My daughter is left with only her family to help her. She doesn’t trust doctors, psychiatrists or therapists. None have ever offered her any relief and she feels, in fact, that they ruined many years of her life. Her family has stayed with her every step of the way. Encouraging autonomy and stepping in when the pressure was too great, we painstakingly taught her to balance her checkbook and clean her apartment, to buy food and prepare meals. None of which she can do on a regular basis. Not because she isn’t as smart as a whip, but because the illness has robbed her of basic sequential thought processes. It is frustrating to me that she cannot consistently take care of herself. But, no doubt, more infuriating for her.
I look at my daughter, into her beautiful brown eyes and see the struggle. That is what motivates me every time to keep being her advocate and caretaker; the anguish of an unfulfilled life is reflected back at me. Hope. Desire. Pleading Neediness. Pain. And, I always see a spark of life and the desire for more, different and better. It is always there, even at her lowest.
She doesn’t want to be mentally ill. She doesn’t want to be a burden. She wants to be like other young adults and make a mark on the world. Have fun, party and then buckle down on Monday morning and do something significant. She can’t because her mind is in the way, causing tantrums and creating fires and confusion.

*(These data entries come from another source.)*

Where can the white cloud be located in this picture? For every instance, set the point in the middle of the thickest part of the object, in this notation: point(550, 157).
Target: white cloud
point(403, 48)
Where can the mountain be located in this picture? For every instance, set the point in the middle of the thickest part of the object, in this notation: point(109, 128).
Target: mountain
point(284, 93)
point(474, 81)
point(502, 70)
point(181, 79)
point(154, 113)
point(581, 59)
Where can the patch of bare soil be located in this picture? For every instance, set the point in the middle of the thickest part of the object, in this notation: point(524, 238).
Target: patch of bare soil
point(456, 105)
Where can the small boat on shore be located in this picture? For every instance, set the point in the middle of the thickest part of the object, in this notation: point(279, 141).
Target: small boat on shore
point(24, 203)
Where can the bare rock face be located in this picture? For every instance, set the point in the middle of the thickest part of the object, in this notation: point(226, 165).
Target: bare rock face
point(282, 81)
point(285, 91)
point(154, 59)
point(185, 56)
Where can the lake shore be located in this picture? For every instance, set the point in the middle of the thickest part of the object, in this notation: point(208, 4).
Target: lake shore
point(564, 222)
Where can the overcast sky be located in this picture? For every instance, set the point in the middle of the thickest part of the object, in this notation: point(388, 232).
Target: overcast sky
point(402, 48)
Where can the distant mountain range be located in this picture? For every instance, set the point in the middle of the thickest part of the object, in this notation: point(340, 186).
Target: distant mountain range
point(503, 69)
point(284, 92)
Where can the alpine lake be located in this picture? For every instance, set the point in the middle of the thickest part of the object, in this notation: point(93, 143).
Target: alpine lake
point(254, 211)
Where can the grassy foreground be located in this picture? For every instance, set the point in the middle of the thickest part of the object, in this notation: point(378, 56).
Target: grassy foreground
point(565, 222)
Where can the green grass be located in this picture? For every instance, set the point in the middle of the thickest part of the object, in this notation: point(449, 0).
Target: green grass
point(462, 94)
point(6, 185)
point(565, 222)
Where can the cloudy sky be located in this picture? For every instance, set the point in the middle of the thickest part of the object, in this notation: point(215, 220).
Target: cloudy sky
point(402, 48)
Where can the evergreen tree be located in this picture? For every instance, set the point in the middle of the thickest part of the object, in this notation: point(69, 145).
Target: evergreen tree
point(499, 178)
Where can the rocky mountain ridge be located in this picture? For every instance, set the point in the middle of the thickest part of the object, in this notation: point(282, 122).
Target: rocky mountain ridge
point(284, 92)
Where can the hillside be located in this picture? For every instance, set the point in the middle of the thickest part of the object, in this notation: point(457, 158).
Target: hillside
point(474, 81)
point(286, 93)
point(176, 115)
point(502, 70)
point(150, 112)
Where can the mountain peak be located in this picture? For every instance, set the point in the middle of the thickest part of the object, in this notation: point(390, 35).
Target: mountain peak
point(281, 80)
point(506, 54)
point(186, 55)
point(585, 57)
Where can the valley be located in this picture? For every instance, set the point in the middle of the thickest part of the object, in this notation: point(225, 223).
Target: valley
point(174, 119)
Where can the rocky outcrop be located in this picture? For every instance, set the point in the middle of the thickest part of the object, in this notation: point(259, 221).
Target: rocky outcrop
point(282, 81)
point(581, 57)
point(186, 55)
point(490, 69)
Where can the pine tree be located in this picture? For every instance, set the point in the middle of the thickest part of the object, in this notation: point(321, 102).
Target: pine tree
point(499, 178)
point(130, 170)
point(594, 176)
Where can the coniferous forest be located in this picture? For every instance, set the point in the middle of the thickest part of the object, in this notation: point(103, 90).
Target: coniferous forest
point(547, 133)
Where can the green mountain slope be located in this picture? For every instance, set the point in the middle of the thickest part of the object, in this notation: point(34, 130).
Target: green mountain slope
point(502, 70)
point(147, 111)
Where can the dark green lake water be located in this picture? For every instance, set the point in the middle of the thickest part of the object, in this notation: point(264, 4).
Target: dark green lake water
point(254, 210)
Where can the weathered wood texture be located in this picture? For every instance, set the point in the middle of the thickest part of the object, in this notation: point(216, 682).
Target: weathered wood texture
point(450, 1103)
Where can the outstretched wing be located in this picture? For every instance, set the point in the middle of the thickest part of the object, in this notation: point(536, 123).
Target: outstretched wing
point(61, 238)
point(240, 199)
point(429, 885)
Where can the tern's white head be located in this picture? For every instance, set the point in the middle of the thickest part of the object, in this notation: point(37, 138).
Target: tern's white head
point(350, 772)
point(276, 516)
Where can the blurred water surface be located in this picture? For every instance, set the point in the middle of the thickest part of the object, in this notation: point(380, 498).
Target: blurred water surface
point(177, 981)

My husband said that his compassion grew tenfold when it finally dawned on him that she simply doesn’t have the kind of emotional control that we expect from our son. With no emotional engineer at the helm, she flails about for stable ground. It used to be that this wildness irritated him. Now he feels very protective of her when she is symptomatic.
In the most traumatic moments, when my daughter is hopeless and suicidal, I feel her discomfort as if it were my own. The pain pours off her with such force that the pressure seems to chafe my skin with an impact hard enough to deeply bruise. It is at these times, when she wants her body to let go of her soul so badly that she self-injures, drinks, and over-medicates, that I realize there is little I can do, other than bear witness.
I declare time and time again that she is worth every ounce of the struggle she puts into it. When the day’s battle is won and the tension eases, I look across and see a survivor of a kind of war that few people understand. Her life is inconceivably punishing. I applaud her effort to keep going against such terrible odds. She is an amazing warrior.
When I think that I don’t have the strength, I remember the spark of life that lives in her eyes and I renew my fight to release it.